An innocent idea was born. I would live as a freegan for a month. I had nine rules: I would be a vegan who bought nothing but local and/or organic food. I would use only ecofriendly transportation, cut my electricity bill in half, erase my carbon footprint . That’s tough work for an eBay-loving, omnivorous, cigarette-smoking shopaholic. But I would transform myself into an eco-princess — a green goddess. That’s not exactly what happened.
Day 1: I want a Diet Coke. I am craving sugar. Sometimes a 75-cent packet of Skittles is all that prevents a co-worker from getting slapped. I see waste everywhere. I feel guilty about everything — doing my laundry, leaving my computer on at night, relaxing in the shower, BUYING FOOD AT THE GROCERY STORE. How can absolutely everything I’ve been taught to do to survive be wrong?
Day 2: Caught in the rain, unable to buy an umbrella and late for work. Not a good start. I whine. Lesson #1: People don’t want to hear about your moral superiority or the difficulty of a choice you made voluntarily.

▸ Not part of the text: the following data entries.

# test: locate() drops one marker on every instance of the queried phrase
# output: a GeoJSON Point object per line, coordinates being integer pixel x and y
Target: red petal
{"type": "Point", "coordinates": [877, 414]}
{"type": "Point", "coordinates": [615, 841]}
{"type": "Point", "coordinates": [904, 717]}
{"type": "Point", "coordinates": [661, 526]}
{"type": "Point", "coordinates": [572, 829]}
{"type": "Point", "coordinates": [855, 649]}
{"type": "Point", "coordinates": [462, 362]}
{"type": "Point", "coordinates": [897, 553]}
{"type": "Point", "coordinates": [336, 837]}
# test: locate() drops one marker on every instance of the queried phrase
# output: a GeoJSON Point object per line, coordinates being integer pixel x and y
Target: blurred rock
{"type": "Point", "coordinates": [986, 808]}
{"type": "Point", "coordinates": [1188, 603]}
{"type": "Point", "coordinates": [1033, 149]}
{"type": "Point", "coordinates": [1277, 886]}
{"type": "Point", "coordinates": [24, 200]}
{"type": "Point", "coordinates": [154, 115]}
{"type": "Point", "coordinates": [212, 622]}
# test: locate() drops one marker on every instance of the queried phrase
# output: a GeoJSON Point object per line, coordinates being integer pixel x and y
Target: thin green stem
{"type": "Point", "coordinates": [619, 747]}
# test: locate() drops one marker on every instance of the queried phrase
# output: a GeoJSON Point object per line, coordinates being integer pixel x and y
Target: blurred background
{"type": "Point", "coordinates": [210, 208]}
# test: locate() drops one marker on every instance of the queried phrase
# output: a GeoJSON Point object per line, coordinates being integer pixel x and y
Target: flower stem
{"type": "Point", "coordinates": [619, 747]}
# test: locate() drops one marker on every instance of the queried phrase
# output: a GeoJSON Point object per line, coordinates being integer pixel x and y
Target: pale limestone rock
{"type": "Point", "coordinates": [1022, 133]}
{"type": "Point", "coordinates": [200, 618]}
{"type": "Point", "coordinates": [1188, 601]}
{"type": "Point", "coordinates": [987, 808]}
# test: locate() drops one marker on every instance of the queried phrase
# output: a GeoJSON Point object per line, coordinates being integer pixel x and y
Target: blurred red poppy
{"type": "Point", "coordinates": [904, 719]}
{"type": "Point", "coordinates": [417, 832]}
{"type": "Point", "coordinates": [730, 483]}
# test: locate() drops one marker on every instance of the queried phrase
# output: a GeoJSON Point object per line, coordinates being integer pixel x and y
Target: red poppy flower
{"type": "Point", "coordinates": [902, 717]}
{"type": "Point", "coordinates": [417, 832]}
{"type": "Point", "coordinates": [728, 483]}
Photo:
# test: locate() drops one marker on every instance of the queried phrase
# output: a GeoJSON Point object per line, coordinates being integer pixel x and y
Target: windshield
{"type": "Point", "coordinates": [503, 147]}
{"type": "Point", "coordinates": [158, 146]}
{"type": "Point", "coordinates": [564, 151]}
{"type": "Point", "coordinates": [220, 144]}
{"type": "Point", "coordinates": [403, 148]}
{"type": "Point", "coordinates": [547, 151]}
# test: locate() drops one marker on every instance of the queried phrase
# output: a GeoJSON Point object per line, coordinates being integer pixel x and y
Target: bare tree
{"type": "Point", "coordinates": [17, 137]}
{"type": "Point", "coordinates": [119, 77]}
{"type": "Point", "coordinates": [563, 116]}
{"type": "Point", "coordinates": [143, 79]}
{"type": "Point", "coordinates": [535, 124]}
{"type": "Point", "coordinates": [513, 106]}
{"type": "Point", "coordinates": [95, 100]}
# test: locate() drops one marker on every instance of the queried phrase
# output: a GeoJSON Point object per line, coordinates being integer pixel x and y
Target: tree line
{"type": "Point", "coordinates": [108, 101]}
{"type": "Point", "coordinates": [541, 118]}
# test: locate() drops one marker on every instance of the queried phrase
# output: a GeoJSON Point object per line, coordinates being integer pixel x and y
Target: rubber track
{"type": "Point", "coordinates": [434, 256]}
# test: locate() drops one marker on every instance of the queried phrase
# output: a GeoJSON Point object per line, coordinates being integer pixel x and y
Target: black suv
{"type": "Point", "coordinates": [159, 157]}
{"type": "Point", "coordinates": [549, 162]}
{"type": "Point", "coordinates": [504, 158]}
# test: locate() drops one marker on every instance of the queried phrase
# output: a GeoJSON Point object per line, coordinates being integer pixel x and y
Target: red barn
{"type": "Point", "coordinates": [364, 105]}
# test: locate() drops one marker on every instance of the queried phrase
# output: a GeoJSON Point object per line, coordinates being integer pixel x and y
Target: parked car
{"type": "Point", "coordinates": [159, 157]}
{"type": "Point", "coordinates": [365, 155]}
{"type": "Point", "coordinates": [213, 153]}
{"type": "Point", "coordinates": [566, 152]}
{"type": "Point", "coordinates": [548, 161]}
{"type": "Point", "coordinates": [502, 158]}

Day 3: I watched a freegan “trash tour”. You would be surprised at what freegans find in the garbage. I saw trash bags full of bagels so fresh that when they were opened, the air filled with the aroma of freshly baked bread. I also saw canned goods and even toilet paper among the rubbish.
Days 4-6: Who knew you could gather wild parsnips, bay leaves and sorrel for your dinner in Brooklyn’s Prospect Park?

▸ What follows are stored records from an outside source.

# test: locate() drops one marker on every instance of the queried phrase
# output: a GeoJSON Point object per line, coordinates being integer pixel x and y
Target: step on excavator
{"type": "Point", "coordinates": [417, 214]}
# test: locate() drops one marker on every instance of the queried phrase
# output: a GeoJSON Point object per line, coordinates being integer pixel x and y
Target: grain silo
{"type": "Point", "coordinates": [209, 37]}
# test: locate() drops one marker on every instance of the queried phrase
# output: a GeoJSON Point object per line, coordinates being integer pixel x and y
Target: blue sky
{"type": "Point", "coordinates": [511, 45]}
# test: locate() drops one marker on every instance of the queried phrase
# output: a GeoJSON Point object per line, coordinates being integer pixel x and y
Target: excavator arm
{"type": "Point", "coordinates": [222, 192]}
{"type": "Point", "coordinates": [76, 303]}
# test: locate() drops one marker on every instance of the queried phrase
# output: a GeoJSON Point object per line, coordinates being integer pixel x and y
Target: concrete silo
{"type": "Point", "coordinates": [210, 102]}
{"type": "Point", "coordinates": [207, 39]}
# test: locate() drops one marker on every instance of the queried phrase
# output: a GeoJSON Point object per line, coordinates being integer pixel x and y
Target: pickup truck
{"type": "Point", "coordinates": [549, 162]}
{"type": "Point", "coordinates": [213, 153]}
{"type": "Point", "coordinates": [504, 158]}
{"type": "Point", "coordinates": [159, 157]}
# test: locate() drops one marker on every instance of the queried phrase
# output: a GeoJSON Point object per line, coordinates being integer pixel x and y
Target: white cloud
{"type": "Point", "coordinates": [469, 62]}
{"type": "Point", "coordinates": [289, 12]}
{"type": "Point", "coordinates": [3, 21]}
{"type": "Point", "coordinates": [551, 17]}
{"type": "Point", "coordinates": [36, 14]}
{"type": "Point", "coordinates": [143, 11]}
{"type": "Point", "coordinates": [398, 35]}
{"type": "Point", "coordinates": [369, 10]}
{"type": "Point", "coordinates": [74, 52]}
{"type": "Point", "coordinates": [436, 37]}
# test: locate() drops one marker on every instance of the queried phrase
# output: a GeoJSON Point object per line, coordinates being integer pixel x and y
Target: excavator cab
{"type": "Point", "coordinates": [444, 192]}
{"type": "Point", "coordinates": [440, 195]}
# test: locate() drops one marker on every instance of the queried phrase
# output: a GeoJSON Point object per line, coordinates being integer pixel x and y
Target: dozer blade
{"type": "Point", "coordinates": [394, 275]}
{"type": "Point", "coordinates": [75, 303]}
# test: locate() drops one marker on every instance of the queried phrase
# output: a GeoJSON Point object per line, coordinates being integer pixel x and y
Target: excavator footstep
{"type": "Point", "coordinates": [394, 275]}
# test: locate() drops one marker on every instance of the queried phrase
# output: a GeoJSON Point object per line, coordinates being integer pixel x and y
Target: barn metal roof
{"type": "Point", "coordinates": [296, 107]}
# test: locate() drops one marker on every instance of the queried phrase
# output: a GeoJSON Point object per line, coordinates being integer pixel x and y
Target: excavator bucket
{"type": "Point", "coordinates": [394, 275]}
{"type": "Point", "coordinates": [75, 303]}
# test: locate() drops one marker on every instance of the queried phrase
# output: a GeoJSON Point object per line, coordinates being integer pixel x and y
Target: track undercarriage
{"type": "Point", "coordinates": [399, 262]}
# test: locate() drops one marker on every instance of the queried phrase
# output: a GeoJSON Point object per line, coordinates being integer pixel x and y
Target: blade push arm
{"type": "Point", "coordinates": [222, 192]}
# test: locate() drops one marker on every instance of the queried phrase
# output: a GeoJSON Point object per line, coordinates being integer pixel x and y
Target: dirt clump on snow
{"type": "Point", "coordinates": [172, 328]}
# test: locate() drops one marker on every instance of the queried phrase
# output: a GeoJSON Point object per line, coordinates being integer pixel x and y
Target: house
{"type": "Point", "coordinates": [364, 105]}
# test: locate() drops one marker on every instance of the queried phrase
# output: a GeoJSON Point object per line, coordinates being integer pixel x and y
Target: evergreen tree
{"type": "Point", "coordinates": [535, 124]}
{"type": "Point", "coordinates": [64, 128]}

Day 8: Who has time to forage after a hard day’s work? Why do I have to make sacrifices for this planet? Don’t let anyone tell you going green is easy. It’s not. It is hard work. There are just so many things to do — pack my organic lunch, unplug all my chargers, turn off my computer and put scraps in the compost.
Day 14: I hate being a vegan. I feel like I’m starving to death out of guilt over being at the top of the food chain. I’ve lost 12 pounds and have lots of energy. So what? Oh, and it is impossible to compost in a house with three cats.
Days 24-26: My poor husband was nearly strangled when he put a non-organic lemon in my iced tea. We are getting a little testy with each other. Some people say meat makes you aggressive. But meat’s got nothing on deprivation. Being a freegan is lonely. I didn’t want to hang out with my freegan mentors because I feel like a pretender. And I don’t want to see my friends — I don’t want to be a killjoy.
Day 31: I expected to go flying back into the arms of my local Target. I can’t. I know, I whined a lot. But we can’t deny that our planet is warming. I think I’ll try moderation. I’d like to be part of the solution rather than part of the problem. And with the twelve hundred dollars I saved, I can now retire two weeks earlier than I planned. Recycle, reuse, renew? You bet. Shopping in the trash? Sorry, can’t do it.